Two questions are apt to pop into your mind while watching Michael Weller's one-act play, "Tira Tells Everything There Is to Know About Herself," which the So Far Theatre Company is presenting at d.c. space for a run through Dec. 3.
Why would Weller, whose credentials include such fine plays as "Moonchildren" and "Loose Ends," permit this early work to be performed? And why would the So Far Theatre Company want to perform it? Nobody's reputation is likely to be remotely enhanced by this production -- and that goes, as well, for the two actors, Margaret H. Burns and Dan Markley, who make up the cast.
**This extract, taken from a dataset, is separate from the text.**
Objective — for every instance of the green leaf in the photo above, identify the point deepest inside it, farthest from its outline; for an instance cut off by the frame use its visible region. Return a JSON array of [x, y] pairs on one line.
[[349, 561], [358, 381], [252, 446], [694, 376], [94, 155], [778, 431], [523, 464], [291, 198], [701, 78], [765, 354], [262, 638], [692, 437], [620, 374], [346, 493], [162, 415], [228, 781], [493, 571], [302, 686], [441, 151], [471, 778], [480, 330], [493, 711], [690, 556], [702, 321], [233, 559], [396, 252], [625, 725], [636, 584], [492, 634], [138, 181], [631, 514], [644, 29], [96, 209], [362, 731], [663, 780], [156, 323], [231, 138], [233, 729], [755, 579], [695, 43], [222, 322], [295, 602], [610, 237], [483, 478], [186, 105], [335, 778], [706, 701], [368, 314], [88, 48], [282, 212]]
Weller calls "Tira" a "stylistic exercise," but its most discernible style, 1960s absurdism, has aged poorly. The action takes place in a park, where Tira (Burns), an indecisive romantic, attempts to strike up a relationship with five successive men (all played by Markley). Tira stumbles over the male ego every time, when she is not stumbling over her own fantasies, and her would-be lovers end up deserting her as abruptly as they might a sinking ship.
First there is Edward, who is so boring that the best Tira can say of him is "You're what I've always wanted -- sort of." Then there is Poof, a flaming homosexual in a purple T-shirt and butterfly kerchief, whose masculinity goes no further than his penchant for doing Clint Eastwood imitations. Poof is replaced by a macho Italian, who has been through dozens of women, but is mainly in love with himself. A crude lower-class worker, who talks dirty and sees "poivoits" behind every bush, comes along next. (He pushes his ham and cheese sandwich in Tira's face.) Finally, she summons up the image of a silent, sensitive man she once saw on a bus, and he turns out to have an unhealthy thirst for her blood. Contemplating the accumulated mishaps, Tira decides to commit suicide by holding her breath.
Whatever evidence of poignancy, humor, fantasy and surrealism there may be in the script -- and I fear there is not a lot -- is thoroughly overlooked by this primitive production, which resembles nothing so much as a bad acting class audition. Burns' Tira is a charmless tangle of confusions, while Markley's acting skills barely permit him to essay one character, let alone five. The So Far Theatre Company is relatively new to the Washington scene and may yet find its stride. But after this, its second production, so far is not so good.